Two Major Crisis Conditions Trigger Voluntary Sell Mechanism
In an interview on the well-known podcast “What Bitcoin Did,” Phong Le publicly disclosed a set of “crisis trigger conditions.” Strategy does not sell Bitcoin indiscriminately but would consider doing so only when two specific scenarios occur simultaneously:
The first condition involves the “Market Value to Net Asset Value ratio” (mNAV) falling below 1. In other words, when the company’s market value is less than the actual value of its Bitcoin holdings, this valuation inversion will serve as a crisis signal.
The second condition is “liquidity exhaustion”—the company can no longer raise funds through issuing equity or bonds. Once trapped in this predicament, financing channels will be completely cut off.

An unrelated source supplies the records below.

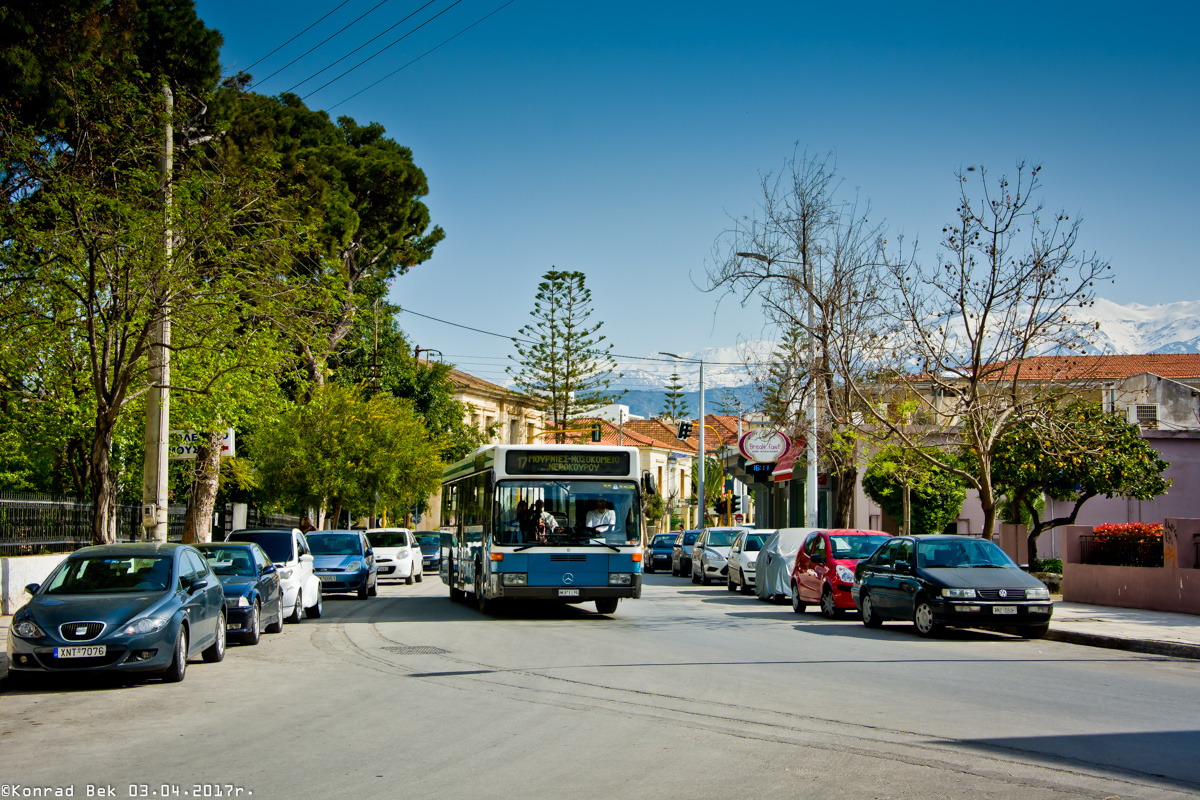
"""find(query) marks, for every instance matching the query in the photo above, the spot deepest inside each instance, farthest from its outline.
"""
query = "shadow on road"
(1168, 756)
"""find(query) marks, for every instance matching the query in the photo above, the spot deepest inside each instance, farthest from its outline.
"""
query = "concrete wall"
(1174, 587)
(18, 571)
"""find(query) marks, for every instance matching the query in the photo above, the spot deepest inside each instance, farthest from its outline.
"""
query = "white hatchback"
(742, 559)
(288, 549)
(397, 554)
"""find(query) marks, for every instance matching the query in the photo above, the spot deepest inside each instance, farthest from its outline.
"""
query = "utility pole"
(154, 481)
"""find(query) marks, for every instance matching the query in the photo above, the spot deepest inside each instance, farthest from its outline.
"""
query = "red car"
(825, 569)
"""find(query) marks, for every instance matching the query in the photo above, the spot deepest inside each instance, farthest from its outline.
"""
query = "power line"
(323, 41)
(389, 28)
(615, 355)
(421, 55)
(297, 36)
(383, 49)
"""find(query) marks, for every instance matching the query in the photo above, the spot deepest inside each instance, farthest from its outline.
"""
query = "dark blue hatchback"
(658, 554)
(129, 608)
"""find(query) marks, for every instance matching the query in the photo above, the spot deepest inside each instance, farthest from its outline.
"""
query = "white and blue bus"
(544, 522)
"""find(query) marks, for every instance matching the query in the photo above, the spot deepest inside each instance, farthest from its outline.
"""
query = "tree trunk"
(847, 482)
(101, 480)
(198, 523)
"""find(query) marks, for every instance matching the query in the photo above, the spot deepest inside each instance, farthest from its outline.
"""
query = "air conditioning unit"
(1145, 415)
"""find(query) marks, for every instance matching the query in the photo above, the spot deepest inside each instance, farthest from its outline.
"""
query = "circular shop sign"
(763, 444)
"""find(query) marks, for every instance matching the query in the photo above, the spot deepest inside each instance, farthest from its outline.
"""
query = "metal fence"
(1121, 551)
(35, 524)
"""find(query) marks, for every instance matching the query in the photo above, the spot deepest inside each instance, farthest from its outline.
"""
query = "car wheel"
(298, 612)
(277, 625)
(215, 651)
(252, 635)
(828, 607)
(923, 620)
(1033, 631)
(178, 668)
(870, 619)
(797, 606)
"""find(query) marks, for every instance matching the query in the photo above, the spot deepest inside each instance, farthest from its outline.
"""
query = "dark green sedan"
(141, 608)
(937, 581)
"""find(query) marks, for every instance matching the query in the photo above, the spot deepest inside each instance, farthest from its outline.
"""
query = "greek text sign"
(185, 444)
(763, 444)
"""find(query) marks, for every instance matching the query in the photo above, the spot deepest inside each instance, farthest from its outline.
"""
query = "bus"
(544, 522)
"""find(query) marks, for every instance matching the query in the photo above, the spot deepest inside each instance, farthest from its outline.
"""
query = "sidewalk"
(1127, 629)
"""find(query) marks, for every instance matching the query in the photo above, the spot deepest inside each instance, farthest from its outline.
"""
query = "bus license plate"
(90, 651)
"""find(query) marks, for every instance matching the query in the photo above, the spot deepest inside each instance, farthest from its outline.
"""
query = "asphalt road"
(688, 692)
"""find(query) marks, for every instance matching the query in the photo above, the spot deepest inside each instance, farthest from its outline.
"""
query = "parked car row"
(147, 608)
(934, 581)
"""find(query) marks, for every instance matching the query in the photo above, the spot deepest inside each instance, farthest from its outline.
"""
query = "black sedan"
(958, 581)
(125, 608)
(658, 554)
(251, 587)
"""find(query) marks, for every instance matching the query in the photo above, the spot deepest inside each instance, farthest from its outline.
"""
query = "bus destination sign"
(571, 462)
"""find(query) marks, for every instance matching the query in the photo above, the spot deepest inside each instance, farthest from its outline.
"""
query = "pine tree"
(562, 359)
(675, 404)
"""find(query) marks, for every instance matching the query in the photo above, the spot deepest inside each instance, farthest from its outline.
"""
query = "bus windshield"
(567, 512)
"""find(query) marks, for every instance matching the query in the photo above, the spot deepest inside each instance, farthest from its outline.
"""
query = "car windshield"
(277, 543)
(385, 539)
(856, 547)
(534, 512)
(107, 575)
(755, 542)
(335, 545)
(721, 537)
(961, 553)
(231, 560)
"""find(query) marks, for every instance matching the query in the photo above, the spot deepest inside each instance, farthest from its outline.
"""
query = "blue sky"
(617, 138)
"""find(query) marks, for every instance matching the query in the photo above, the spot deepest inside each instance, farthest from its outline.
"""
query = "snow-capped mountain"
(1125, 330)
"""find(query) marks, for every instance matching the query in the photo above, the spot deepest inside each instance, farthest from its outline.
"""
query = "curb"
(1173, 649)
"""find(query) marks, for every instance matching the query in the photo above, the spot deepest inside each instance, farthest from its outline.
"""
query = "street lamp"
(810, 481)
(700, 488)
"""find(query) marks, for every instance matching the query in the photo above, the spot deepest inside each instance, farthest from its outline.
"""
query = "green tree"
(342, 451)
(359, 194)
(1085, 453)
(924, 498)
(377, 356)
(675, 403)
(562, 359)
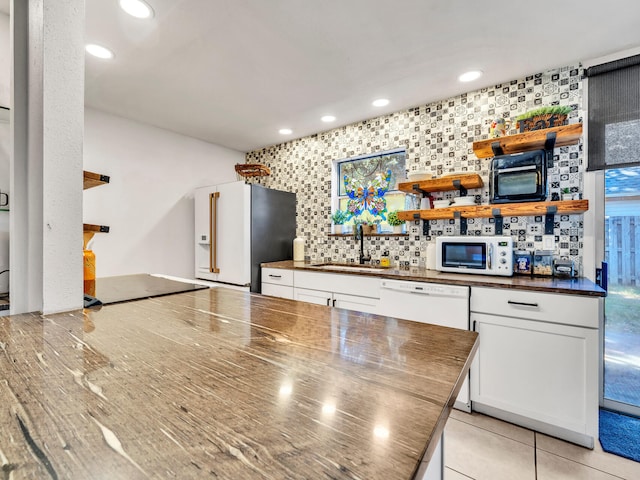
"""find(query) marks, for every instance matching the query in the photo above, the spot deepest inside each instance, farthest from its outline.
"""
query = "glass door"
(622, 304)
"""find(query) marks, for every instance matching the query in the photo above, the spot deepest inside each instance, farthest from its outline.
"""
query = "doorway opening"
(622, 304)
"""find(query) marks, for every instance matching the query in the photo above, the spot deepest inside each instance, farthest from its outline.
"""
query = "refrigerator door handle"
(213, 232)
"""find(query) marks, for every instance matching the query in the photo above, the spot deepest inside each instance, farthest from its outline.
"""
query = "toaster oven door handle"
(490, 257)
(516, 169)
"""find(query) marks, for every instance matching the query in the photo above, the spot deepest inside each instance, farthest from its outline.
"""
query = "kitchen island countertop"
(224, 384)
(572, 286)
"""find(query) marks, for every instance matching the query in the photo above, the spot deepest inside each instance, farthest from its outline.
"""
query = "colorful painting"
(369, 197)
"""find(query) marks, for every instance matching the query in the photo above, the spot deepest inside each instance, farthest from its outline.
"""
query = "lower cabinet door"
(356, 303)
(540, 371)
(318, 297)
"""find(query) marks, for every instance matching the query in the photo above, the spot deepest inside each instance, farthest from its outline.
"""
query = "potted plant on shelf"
(543, 117)
(566, 194)
(395, 221)
(339, 218)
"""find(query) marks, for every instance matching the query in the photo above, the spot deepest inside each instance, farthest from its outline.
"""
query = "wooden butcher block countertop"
(224, 384)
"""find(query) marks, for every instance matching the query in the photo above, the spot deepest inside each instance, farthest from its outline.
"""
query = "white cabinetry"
(277, 282)
(537, 364)
(352, 292)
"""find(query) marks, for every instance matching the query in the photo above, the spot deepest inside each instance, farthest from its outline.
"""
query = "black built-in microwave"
(519, 177)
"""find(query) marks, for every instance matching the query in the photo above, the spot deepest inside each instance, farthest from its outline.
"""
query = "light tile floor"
(479, 447)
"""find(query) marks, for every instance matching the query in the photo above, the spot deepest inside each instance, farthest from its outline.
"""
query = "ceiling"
(233, 72)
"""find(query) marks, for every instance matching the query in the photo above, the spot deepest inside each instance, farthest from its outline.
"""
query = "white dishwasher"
(435, 303)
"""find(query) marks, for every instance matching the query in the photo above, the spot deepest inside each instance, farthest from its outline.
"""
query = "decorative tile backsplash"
(438, 138)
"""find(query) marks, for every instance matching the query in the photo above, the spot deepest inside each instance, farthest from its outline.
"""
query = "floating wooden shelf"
(564, 207)
(252, 170)
(535, 140)
(390, 234)
(94, 179)
(87, 227)
(443, 184)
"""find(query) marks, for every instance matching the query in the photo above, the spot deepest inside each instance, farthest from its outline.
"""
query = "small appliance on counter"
(563, 268)
(522, 263)
(518, 177)
(477, 255)
(543, 263)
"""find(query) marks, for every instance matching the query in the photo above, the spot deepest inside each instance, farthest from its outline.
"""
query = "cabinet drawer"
(277, 276)
(345, 284)
(281, 291)
(547, 307)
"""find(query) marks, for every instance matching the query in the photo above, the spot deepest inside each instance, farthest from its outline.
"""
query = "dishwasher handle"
(413, 289)
(523, 304)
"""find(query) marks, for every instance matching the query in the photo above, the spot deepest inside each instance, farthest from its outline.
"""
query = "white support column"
(47, 109)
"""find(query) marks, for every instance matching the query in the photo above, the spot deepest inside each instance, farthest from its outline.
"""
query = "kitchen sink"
(349, 267)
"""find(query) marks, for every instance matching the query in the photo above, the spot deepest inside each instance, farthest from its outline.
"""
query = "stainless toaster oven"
(520, 177)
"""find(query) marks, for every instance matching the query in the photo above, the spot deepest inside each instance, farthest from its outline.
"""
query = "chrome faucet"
(363, 259)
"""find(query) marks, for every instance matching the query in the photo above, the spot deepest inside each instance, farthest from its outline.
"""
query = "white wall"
(149, 202)
(5, 70)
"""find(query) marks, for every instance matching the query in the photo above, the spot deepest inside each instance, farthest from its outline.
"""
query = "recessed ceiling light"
(99, 51)
(470, 76)
(136, 8)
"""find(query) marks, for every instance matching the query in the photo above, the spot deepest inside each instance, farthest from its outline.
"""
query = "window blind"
(614, 114)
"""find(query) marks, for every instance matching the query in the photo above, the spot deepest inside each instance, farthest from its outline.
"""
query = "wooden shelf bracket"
(416, 188)
(425, 224)
(457, 184)
(549, 145)
(497, 216)
(463, 222)
(549, 218)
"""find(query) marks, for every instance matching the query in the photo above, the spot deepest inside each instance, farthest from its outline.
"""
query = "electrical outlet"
(534, 229)
(548, 242)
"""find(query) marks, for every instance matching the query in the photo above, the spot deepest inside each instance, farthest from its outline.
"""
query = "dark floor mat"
(620, 435)
(134, 287)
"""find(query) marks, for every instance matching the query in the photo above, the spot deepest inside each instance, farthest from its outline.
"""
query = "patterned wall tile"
(438, 138)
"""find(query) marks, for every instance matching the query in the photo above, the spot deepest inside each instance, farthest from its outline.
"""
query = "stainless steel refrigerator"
(238, 227)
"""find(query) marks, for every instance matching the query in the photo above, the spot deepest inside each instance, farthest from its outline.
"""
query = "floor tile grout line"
(576, 462)
(460, 473)
(501, 434)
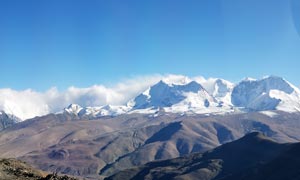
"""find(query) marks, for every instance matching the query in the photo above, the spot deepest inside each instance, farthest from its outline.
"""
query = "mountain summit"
(180, 94)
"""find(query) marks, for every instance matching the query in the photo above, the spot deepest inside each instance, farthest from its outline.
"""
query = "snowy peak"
(180, 94)
(219, 89)
(269, 93)
(93, 112)
(73, 109)
(167, 95)
(7, 120)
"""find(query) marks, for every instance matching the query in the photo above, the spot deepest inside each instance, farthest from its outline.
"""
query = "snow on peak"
(165, 95)
(218, 88)
(269, 93)
(73, 109)
(176, 80)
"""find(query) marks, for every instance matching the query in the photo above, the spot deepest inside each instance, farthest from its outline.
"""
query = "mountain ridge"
(219, 96)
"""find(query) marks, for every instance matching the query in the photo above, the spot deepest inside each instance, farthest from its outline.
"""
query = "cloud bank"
(29, 103)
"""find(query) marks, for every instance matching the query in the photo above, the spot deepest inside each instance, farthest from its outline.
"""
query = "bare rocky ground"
(98, 148)
(251, 157)
(12, 169)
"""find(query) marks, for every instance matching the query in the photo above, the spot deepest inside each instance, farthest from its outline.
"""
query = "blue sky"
(46, 43)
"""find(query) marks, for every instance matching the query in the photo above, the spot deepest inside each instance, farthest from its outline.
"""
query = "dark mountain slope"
(252, 157)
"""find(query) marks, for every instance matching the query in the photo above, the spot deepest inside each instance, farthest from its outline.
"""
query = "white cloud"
(29, 103)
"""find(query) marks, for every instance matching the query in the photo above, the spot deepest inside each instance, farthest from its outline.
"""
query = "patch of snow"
(269, 113)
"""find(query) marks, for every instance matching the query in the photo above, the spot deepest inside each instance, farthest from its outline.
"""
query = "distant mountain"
(269, 93)
(18, 170)
(189, 97)
(204, 97)
(108, 144)
(7, 120)
(252, 157)
(93, 112)
(200, 96)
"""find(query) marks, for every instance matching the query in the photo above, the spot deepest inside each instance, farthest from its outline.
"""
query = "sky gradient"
(62, 43)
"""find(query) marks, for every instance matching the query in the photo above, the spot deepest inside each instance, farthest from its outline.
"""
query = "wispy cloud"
(29, 103)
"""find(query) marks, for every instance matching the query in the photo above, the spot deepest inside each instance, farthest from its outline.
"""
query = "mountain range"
(252, 157)
(206, 97)
(168, 120)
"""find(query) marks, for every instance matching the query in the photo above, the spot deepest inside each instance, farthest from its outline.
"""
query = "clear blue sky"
(45, 43)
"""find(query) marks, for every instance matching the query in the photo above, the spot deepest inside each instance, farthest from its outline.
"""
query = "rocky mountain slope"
(18, 170)
(216, 96)
(104, 146)
(252, 157)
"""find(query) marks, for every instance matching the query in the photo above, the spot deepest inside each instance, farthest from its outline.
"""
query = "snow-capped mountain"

The CEO emphasized that the board currently has no plans to sell Bitcoin, but if financial conditions worsen, this option will be “definitely considered.” Only when these two conditions are met simultaneously will Strategy be forced to take this step.
mNAV Approaching Warning Line, Liquidity Risks Emerge
Data shows that Strategy’s current mNAV has fallen to around 0.95, just a step away from the “warning line” at 0.9. Several market analysts warn that if it drops below this critical threshold, Strategy may be forced to sell Bitcoin to pay preferred stock dividends.
This is not alarmist. Strategy must pay between $750 million and $800 million annually in preferred dividends—costs incurred from issuing financial instruments back when the company bought more Bitcoin.
Annual Dividends Difficult to Cover, Financing Options Narrowing
In the past, Strategy mainly relied on issuing new shares to cover these substantial annual dividend payments. However, reality has changed. With the company’s stock price dropping more than 60% from its peak and market confidence shaken, this traditional financing route is gradually shrinking.
The increased difficulty of issuing new shares means Strategy must seek alternative funding sources. But in the current volatile Bitcoin market, whether alternative financing options can be found remains uncertain.
SEC Warning, Risks During Bitcoin Pullback
The U.S. Securities and Exchange Commission (SEC) has issued early warnings in related documents: if Bitcoin enters a deep correction phase, Strategy’s liquidity risk will rise sharply. Although the structure of convertible bonds avoids “forced liquidation” or forced margin calls, Phong Le’s recent statement clearly reveals—Strategy does have a “voluntary sell” trigger mechanism defined by a mathematical model.
This set of crisis conditions is not a sudden idea but a risk management framework carefully considered by the board. If market conditions become sufficiently severe, this originally paper-based plan could be activated.
Strategy’s story becomes particularly complex in times of crisis. The company is no longer just an “eternal buyer” but an investor forced to face reality—balancing between maintaining conviction and risk prevention.